When both `RC` and `Contents` are present, `RC` is the richer source. When `RC` is absent, fall back to `Contents`.

## 8. Extracting Annotation Text

**Iteration.** For each page, read the `Annots` array. Each element is an indirect reference to an annotation dictionary. Resolve each reference and filter by `Subtype`.

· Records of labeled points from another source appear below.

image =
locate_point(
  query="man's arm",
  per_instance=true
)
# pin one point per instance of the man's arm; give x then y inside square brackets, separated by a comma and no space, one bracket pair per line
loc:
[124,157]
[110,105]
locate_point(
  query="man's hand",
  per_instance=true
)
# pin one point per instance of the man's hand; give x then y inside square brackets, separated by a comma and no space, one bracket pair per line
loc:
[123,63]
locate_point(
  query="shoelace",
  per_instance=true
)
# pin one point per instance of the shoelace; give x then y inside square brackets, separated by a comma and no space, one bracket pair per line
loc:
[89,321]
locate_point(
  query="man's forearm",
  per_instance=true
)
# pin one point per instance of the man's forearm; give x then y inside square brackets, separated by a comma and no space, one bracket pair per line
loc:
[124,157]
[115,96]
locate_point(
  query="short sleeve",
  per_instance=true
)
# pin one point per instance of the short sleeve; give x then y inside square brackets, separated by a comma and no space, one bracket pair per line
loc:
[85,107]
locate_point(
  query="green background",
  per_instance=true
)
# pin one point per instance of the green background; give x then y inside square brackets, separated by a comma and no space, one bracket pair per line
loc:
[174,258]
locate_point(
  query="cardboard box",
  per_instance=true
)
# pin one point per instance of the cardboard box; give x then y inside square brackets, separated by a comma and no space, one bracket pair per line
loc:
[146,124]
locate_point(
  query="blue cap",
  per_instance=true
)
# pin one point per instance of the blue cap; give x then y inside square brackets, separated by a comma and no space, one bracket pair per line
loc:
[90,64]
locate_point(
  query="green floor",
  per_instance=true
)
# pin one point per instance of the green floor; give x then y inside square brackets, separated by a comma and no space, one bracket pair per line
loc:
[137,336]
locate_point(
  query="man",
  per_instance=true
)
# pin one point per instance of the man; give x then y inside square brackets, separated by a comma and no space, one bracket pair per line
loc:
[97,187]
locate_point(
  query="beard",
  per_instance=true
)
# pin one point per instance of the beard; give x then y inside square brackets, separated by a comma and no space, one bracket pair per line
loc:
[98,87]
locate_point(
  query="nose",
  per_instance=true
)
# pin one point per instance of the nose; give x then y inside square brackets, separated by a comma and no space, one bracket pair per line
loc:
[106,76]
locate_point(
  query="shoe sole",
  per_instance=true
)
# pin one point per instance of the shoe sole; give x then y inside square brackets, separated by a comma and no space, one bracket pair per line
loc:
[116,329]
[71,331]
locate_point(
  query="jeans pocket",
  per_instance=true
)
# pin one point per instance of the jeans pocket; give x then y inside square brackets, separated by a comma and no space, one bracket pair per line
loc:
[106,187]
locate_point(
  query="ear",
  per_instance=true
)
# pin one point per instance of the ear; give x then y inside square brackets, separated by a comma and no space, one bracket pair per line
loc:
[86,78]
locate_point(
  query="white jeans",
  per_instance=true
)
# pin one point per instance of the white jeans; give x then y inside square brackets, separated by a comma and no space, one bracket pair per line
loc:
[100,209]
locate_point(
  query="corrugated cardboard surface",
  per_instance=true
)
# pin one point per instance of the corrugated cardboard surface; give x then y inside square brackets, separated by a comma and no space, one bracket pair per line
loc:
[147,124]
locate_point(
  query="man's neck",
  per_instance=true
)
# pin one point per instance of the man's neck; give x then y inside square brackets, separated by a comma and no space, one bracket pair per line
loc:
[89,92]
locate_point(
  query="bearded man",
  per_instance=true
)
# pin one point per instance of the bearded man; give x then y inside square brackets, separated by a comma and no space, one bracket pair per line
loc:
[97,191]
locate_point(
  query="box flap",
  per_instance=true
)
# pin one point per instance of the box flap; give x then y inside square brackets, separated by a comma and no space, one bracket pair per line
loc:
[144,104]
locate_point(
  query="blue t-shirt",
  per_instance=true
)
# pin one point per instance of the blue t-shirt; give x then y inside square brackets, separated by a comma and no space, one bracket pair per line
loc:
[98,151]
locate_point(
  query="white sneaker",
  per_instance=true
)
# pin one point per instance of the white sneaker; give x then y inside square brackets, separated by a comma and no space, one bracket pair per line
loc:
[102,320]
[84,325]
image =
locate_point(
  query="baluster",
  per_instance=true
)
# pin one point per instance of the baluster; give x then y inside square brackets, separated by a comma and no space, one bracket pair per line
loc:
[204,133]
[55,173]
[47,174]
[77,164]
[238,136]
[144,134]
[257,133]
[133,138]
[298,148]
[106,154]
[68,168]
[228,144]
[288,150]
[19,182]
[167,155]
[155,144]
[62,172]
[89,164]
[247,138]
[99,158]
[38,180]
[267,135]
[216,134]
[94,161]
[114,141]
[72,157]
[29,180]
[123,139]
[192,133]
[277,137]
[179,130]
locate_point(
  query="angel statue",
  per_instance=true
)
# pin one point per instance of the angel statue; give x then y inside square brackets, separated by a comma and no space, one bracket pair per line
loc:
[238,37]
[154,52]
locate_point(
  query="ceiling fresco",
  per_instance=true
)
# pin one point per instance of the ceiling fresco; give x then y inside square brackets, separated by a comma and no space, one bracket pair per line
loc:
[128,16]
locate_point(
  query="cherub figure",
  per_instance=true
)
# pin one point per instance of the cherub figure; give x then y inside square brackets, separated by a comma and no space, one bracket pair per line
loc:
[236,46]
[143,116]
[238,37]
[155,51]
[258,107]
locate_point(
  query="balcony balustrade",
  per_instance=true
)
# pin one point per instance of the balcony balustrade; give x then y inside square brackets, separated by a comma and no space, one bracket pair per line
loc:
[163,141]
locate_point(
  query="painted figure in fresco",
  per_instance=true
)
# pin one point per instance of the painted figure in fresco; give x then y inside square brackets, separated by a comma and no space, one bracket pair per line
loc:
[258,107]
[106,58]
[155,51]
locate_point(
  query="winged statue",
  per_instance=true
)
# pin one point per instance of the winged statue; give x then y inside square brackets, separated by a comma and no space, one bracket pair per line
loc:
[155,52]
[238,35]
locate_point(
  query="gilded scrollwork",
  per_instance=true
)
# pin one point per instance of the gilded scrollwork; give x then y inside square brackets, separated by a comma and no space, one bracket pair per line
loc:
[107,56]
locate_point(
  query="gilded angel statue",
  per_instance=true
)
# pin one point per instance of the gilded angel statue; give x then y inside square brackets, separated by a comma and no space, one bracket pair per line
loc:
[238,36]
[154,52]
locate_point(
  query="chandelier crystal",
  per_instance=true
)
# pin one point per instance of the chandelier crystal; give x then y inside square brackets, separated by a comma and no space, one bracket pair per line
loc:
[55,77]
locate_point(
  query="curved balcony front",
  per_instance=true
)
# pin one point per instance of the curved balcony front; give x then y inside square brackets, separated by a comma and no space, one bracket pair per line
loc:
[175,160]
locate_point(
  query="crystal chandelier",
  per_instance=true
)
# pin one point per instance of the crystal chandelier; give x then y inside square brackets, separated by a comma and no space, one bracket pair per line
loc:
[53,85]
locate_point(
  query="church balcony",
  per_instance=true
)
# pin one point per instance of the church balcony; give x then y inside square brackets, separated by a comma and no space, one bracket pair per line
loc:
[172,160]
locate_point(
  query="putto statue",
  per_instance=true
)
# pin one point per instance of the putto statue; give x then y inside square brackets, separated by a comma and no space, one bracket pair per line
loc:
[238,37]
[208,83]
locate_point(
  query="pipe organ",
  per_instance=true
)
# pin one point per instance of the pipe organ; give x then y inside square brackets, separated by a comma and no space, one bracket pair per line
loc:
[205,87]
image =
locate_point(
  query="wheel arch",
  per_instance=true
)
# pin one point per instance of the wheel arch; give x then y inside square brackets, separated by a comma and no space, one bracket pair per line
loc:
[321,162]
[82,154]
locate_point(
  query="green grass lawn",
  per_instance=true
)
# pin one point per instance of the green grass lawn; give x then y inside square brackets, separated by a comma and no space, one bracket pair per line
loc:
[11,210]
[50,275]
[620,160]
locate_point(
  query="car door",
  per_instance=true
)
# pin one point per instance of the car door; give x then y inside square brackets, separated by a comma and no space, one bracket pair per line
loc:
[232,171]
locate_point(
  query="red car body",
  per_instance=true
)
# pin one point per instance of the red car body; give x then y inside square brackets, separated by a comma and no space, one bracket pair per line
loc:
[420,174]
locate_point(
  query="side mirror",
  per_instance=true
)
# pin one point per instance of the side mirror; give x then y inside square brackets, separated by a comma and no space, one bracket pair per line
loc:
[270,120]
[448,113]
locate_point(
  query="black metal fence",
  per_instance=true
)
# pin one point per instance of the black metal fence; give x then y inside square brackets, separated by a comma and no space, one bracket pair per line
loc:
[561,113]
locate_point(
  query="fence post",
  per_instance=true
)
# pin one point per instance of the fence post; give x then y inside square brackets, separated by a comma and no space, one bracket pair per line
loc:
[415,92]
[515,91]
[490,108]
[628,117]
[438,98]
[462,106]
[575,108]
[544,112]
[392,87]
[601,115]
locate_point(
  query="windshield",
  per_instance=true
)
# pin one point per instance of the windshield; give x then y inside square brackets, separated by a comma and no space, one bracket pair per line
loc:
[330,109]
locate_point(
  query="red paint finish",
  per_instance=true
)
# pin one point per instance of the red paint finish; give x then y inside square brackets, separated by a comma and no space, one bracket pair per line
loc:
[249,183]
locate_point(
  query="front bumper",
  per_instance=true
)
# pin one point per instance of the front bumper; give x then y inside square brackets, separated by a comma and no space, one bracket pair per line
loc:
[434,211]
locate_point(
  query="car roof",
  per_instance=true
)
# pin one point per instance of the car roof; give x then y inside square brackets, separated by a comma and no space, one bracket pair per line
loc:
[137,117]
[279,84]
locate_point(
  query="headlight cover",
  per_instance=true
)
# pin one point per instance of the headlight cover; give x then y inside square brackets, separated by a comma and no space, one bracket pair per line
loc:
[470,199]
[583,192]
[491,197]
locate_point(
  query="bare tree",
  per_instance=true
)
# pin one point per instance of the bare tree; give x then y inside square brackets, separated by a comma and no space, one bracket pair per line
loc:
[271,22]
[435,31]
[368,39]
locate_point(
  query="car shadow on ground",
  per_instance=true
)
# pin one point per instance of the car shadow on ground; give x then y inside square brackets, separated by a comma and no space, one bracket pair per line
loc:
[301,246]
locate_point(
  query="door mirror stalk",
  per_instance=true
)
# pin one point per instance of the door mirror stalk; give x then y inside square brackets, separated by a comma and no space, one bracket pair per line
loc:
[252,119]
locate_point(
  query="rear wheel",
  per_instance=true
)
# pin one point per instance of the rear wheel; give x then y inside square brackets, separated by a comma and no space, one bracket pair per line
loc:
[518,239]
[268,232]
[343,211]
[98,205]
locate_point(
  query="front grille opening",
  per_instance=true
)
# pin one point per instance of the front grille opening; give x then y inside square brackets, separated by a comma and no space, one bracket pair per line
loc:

**Fields to extract per annotation:**

| Entry | Meaning |
|---|---|
| `Contents` | Primary text content |
| `RC` | Rich text override (parse for plain text) |
| `T` | Author / title |
| `Subtype` | Annotation kind |
| `Rect` | Bounding box on the page |
| `QuadPoints` | Highlighted region (markup annotations only) |

**Spatial ordering.** To interleave annotation text with body text, compute the center of `Rect` (or the centroid of all `QuadPoints` quads) and sort annotations by their vertical position (descending `y`) then horizontal position (ascending `x`), matching the reading-order convention used for body text.

**Markup annotation text recovery.** For `Highlight`, `Underline`, `Squiggly`, and `StrikeOut`, the `QuadPoints` array identifies the page content already extracted by the main text extraction pipeline. A library can optionally resolve these quads against the extracted glyph positions to return the marked span as a first-class excerpt, in addition to the `Contents` comment.

## 9. Output Representation

**Form fields.** Emit a top-level `form_fields` array. Each entry is a struct:

```rust
pub struct FormField {
    pub name: String,          // fully qualified field name (dot-joined)
    pub field_type: FieldType, // Tx | Btn | Ch | Sig
    pub value: Option<String>, // decoded current value
    pub default_value: Option<String>,
    pub page: Option<u32>,     // 0-indexed page number from widget P entry
    pub bbox: Option<[f32; 4]>,// [x1, y1, x2, y2] from widget Rect
}
```

**Annotations.** Emit an `annotations` array per page:

```rust
pub struct Annotation {
    pub kind: AnnotationKind,  // Text | FreeText | Highlight | ...
    pub contents: Option<String>,
    pub rich_text: Option<String>, // raw RC XML if present
    pub author: Option<String>,
    pub bbox: [f32; 4],
    pub quad_points: Vec<[f32; 8]>, // populated for markup annotations
}
```

**Caller-controlled inclusion.** Expose boolean flags on the extraction configuration:

```rust
pub struct ExtractionOptions {
    pub extract_forms: bool,
    pub extract_annotations: bool,
    pub prefer_xfa: bool, // when XFA present, skip AcroForm field scan
}
```

When `extract_forms` is `false`, skip the AcroForm traversal entirely. When `extract_annotations` is `false`, skip the `Annots` array on each page. Both default to `true`. When `prefer_xfa` is `true` and `/XFA` is present, use XFA dataset extraction and suppress AcroForm field output to avoid duplicates.